Governadores controlam máquina de
105 mil cargos sem concurso público. Pesquisa do IBGE revela que apenas na
administração direta dos Estados havia, em 2012, mais de 74 mil servidores com
indicação política, número 17 vezes maior que o existente no governo federal.
Daniel Bramatti e José Roberto de
Toledo, de O ESTADO DE SÃO PAULO
(Estadão Dados)
Campanha pelo concurso tenta moralizar o poder público |
A primeira pesquisa completa
sobre a estrutura burocrática dos Estados, realizada pelo IBGE, revela que os
27 governadores empregavam em 2012, em conjunto, um contingente cerca de 105
mil funcionários que não fizeram concurso para entrar na administração pública.
Se todas essas pessoas se reunissem, nenhum dos estádios da Copa de 2014 - nem
mesmo o Maracanã - teria capacidade para acomodá-las.

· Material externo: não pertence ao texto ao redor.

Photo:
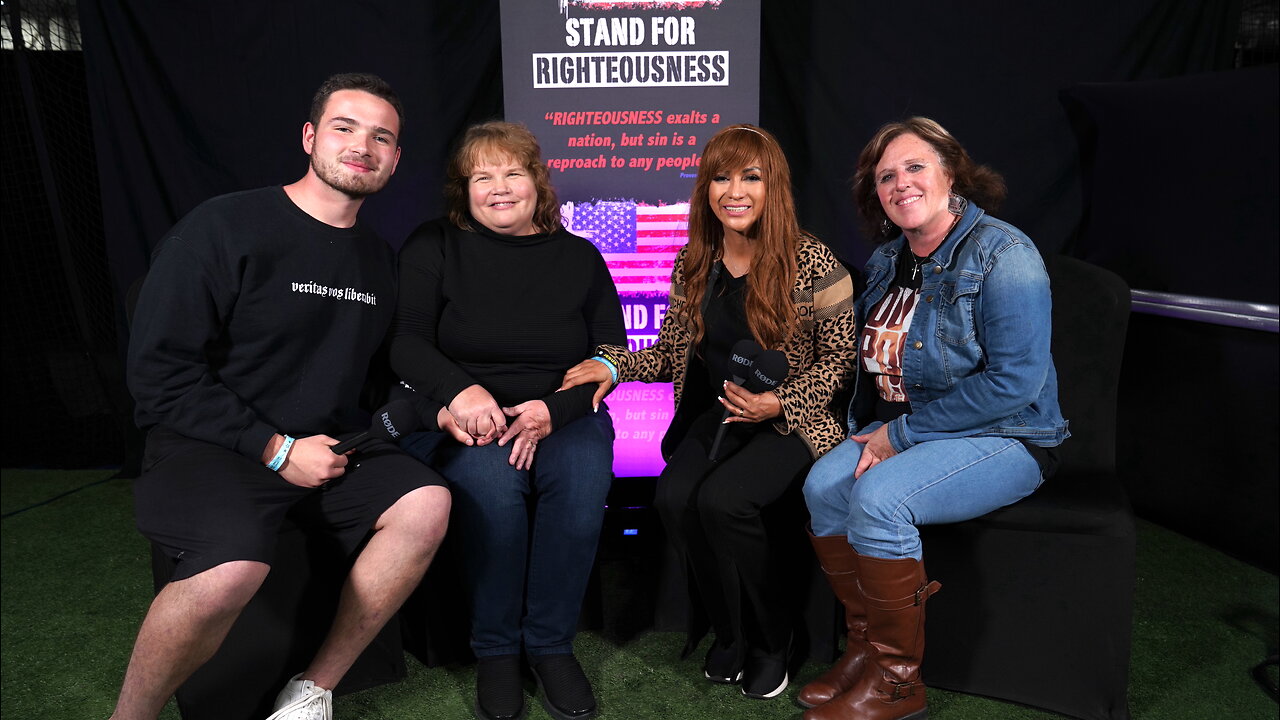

Apenas na chamada administração
direta, da qual estão excluídas as vagas comissionadas das empresas estatais, o
número de funcionários subordinados aos gabinetes dos governadores ou às
secretarias de Estado sem concurso público chega a 74.740, o suficiente para
ocupar 98% do maior estádio do Brasil. No governo federal há 4.445 servidores
sem concurso em cargos de confiança na chamada administração direta, ou 0,7% do
total dessa categoria. Já nos Estados, a proporção chega a 2,8%.
Gestão indireta
Na administração indireta dos
governos estaduais - autarquias, fundações e empresas públicas, segundo a
metodologia da Pesquisa de Informações Básicas Estaduais, do IBGE -, há outros
30.809 servidores comissionados não concursados, contingente que encheria
metade do estádio Beira Rio, em Porto Alegre. No governo federal, são 1.300,
mas qualquer comparação é indevida, pois o conceito de administração indireta
não é o mesmo nas diferentes esferas.
Líder
Do total de 105,5 mil servidores
sem concurso nos Estados, quase 10% estão em Goiás. O governador Marconi
Perillo (PSDB) abriga em sua burocracia 10.175 funcionários nessa situação, o
que o torna líder no ranking desse tipo de nomeações em números absolutos. A
Bahia, governada pelo petista Jaques Wagner, vem logo atrás, com 9.240 não
concursados.
Ao se ponderar os resultados pelo
tamanho da população, os governadores que saltam para a liderança do ranking
são os de Rondônia, Confúcio Moura (PMDB), e do Distrito Federal, Agnelo
Queiroz (PT), com 937 e 263 cargos por 100 mil habitantes, respectivamente. Os
oito governadores do PSDB controlam, em conjunto, 37,6 mil cargos ocupados por
servidores não concursados. Os quatro governadores do PT, por sua vez, têm em
mãos 23 mil vagas. Logo atrás estão os quatro do PMDB, com 21,6 mil. O peso dos
partidos muda quando se pondera a quantidade de cargos controlados por 100 mil
habitantes. Nesse caso, o PT passa para o primeiro lugar (75), e o PSDB cai
para o quinto (41).
Função política
Em teoria, os cargos de livre
nomeação servem para que administradores públicos possam se cercar de pessoas
com quem têm afinidades políticas e projetos em comum. Na prática, no entanto,
é corrente o uso dessas vagas como moeda de troca. Além de abrigar seus
próprios eleitores ou correligionários, os chefes do Executivo distribuem as
vagas sem concurso para partidos aliados em troca de apoio no Legislativo ou em
campanhas eleitorais.
"Os critérios e métodos de
composição de governo que servem para a esfera federal se reproduzem nos
Estados", observa o cientista político Carlos Melo. "A grande reforma
política que poderíamos fazer seria reduzir ao mínimo esses cargos, tanto no
âmbito da União quanto no dos Estados e municípios. Faremos? Creio que não. Não
interessa ao sistema político."
Cargos de livre nomeação também
podem ser usados para atrair para a máquina pública profissionais qualificados
que não têm interesse permanente. Mas a pesquisa do IBGE mostra que nem sempre
isso acontece. Em Goiás, por exemplo, 49% dos comissionados têm apenas o ensino
fundamental, segundo registros oficiais. O governo diz que não controla a
escolaridade (leia texto abaixo). No governo federal, apenas 1,4% dos
comissionados têm escolaridade até o 1º grau.
"Não podemos tirar nenhuma
conclusão sobre a competência dos servidores, mas são evidentes os critérios
utilizados para nomear pessoas para o serviço público", avalia o cientista
político Sergio Praça. "Em termos de estruturação administrativa, os
Estados estão atrasados em relação ao governo federal."